Der Mieterbund warnt jedoch: Wenn Vermieter weiterhin Öl- und Gasheizungen einbauen, könnten die Heizkosten für Mieter durch steigende CO₂-Preise deutlich ansteigen. Union und SPD wollen Mieter laut Eckpunkte-Papier vor "überhöhten Nebenkosten durch den Neueinbau unwirtschaftlicher Heizungen" schützen, wobei konkrete Pläne in den nächsten Wochen folgen sollen.

Neue Vorgaben für Bauherren

Mit dem neuen Heizgesetz sollen EU-Vorgaben zur Klimaneutralität erfüllt werden. Alle ab dem 1. Januar 2030 neu gebauten Häuser müssen "Nullemissionsgebäude" sein, was bedeutet, dass die Heizung quasi klimaneutral sein muss. Wer nicht sicherstellen kann, zu 100 Prozent mit Ökogas oder Ökoöl zu heizen, muss beispielsweise auf Wärmepumpen zurückgreifen.

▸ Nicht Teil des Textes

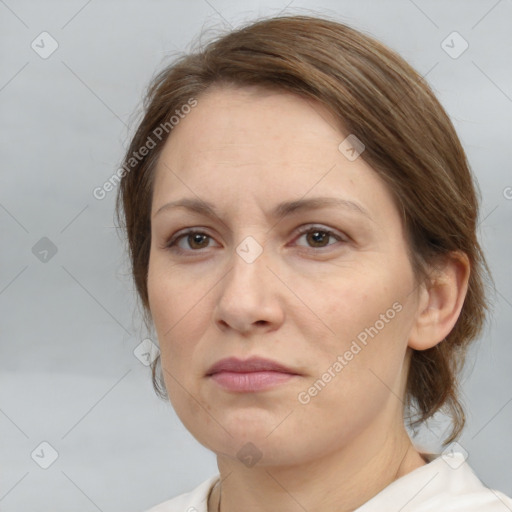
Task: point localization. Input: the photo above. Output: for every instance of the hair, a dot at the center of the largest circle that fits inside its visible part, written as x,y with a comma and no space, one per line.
409,141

Die Reform des Heizungsgesetzes markiert einen wichtigen Schritt in der deutschen Klimapolitik, während gleichzeitig versucht wird, die Belastungen für Eigentümer und Mieter in einem vertretbaren Rahmen zu halten. Die genauen Auswirkungen werden sich in den kommenden Monaten zeigen, wenn die detaillierten Gesetzesentwürfe vorliegen.